For Me its /sdcard/New Fonts

OPen Font changer

Go to advanced

Scroll down to DroidSans.ttf

Browse to your /sdcard/New Fonts and select DroidSans.ttf

Press apply ...

Repeat for Roboto-Regular.ttf and DroidSans-Bold.ttf

Reboot ... Bingo

*Use at you own risk *

============================================================

Bottom Line in nexus DroidSans.ttf , Roboto-Regular.ttf and DroidSans-Bold.ttf are the three fonts that are used to display major text..

============================================================

My first attempt in tweaking the nexus .. A click on the thanks button / Like This would not cost you anything .. but would help me to understand how many users i helped


----------



## m.alkhalel (Jan 31, 2012)

YOU DONT SAY !
sorry couldn't resist.


----------



## pinkfloyd (May 13, 2012)

m.alkhalel said:


> YOU DONT SAY !
> sorry couldn't resist.


Usually I Dont .. Just wanted to know .. how many it helped .. Will keep that in Mind ...


----------



## akellar (Jun 11, 2011)

You realize there's a stickied thread in the theme section regarding fonts already, no?

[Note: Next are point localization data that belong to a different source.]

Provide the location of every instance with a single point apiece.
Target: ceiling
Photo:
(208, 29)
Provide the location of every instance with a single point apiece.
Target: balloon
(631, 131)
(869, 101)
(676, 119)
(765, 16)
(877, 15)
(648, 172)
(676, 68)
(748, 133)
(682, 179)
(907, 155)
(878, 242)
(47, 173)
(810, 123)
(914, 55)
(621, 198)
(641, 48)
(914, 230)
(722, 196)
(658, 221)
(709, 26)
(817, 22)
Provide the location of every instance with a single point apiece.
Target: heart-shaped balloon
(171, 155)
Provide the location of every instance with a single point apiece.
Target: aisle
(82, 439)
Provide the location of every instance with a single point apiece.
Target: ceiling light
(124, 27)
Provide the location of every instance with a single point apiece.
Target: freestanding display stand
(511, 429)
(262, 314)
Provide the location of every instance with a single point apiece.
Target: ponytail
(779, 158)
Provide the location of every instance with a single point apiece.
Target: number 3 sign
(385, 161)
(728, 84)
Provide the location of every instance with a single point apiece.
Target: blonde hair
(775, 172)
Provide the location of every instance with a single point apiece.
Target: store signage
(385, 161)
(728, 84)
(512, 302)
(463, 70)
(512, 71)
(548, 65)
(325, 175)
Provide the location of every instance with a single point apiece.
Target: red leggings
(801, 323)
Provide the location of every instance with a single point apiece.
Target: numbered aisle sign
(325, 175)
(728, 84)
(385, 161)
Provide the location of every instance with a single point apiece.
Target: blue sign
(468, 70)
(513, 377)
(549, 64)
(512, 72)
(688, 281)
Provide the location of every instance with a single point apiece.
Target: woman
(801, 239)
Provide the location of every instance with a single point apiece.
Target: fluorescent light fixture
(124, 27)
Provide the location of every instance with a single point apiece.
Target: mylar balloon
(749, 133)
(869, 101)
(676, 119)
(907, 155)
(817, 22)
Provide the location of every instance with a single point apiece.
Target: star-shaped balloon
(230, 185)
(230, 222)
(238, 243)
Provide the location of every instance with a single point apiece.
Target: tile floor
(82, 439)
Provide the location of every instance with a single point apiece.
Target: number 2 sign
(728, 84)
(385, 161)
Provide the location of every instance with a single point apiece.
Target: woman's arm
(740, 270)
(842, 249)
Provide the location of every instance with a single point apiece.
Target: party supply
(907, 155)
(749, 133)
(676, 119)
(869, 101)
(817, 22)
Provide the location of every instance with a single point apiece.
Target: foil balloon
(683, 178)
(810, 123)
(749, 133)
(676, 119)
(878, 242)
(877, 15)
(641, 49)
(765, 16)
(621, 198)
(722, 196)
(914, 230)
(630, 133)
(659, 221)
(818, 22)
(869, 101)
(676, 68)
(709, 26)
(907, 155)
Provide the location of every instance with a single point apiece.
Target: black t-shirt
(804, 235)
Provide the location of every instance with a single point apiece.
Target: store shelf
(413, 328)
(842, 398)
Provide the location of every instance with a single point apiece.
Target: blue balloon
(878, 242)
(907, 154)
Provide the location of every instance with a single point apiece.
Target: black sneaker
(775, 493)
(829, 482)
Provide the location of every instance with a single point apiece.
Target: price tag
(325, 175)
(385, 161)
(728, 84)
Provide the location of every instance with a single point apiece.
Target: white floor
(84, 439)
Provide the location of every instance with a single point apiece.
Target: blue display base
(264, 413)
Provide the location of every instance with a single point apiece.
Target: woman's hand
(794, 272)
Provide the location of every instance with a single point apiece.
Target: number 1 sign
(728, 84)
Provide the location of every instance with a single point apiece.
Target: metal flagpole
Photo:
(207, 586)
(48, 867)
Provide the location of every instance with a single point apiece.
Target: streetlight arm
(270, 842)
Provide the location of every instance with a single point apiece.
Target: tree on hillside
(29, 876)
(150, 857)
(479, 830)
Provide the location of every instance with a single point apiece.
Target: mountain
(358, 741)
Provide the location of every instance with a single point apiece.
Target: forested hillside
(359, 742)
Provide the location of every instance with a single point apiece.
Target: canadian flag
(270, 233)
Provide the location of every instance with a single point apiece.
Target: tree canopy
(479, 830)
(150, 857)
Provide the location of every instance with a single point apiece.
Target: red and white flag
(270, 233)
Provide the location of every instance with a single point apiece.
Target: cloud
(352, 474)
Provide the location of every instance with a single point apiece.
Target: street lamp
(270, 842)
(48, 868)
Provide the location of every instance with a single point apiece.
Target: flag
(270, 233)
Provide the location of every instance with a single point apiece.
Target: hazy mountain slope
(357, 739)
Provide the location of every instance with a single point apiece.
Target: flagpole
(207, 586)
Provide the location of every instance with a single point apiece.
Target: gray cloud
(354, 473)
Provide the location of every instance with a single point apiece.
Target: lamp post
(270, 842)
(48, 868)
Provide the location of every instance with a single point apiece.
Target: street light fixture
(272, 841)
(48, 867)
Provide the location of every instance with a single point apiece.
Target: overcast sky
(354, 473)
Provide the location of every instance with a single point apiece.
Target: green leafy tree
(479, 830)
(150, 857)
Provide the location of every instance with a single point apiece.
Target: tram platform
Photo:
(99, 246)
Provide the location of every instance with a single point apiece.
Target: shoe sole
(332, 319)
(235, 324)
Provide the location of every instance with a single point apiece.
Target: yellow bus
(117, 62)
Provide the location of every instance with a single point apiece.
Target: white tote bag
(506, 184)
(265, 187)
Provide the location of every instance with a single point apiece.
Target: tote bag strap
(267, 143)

Sent from my Galaxy Nexus using RootzWiki


----------



## yarly (Jun 22, 2011)

Sometimes we all "reinvent the wheel" lol


----------



## blaineevans (Jul 11, 2011)

So.. how's JB working out for you guys?

Hahaha.

Sent from my Galaxy Nexus using Tapatalk 2


----------



## The_metalspring (Apr 11, 2012)

Actually font changer doesn't work right, refer to the sticky in galaxy nexus themes...and also jellybean will be even more different


----------



## pinkfloyd (May 13, 2012)

Works for me. Just attached screen shot. The font used here is rose Mary extracted from one of my friends galaxy s3


----------



## The_metalspring (Apr 11, 2012)

pinkfloyd said:


> Works for me. Just attached screen shot. The font used here is rose Mary extracted from one of my friends galaxy s3


Not always, I've tried it before and ended up having some things use the current font I chose but anything italic or bold or both used the previous font...


----------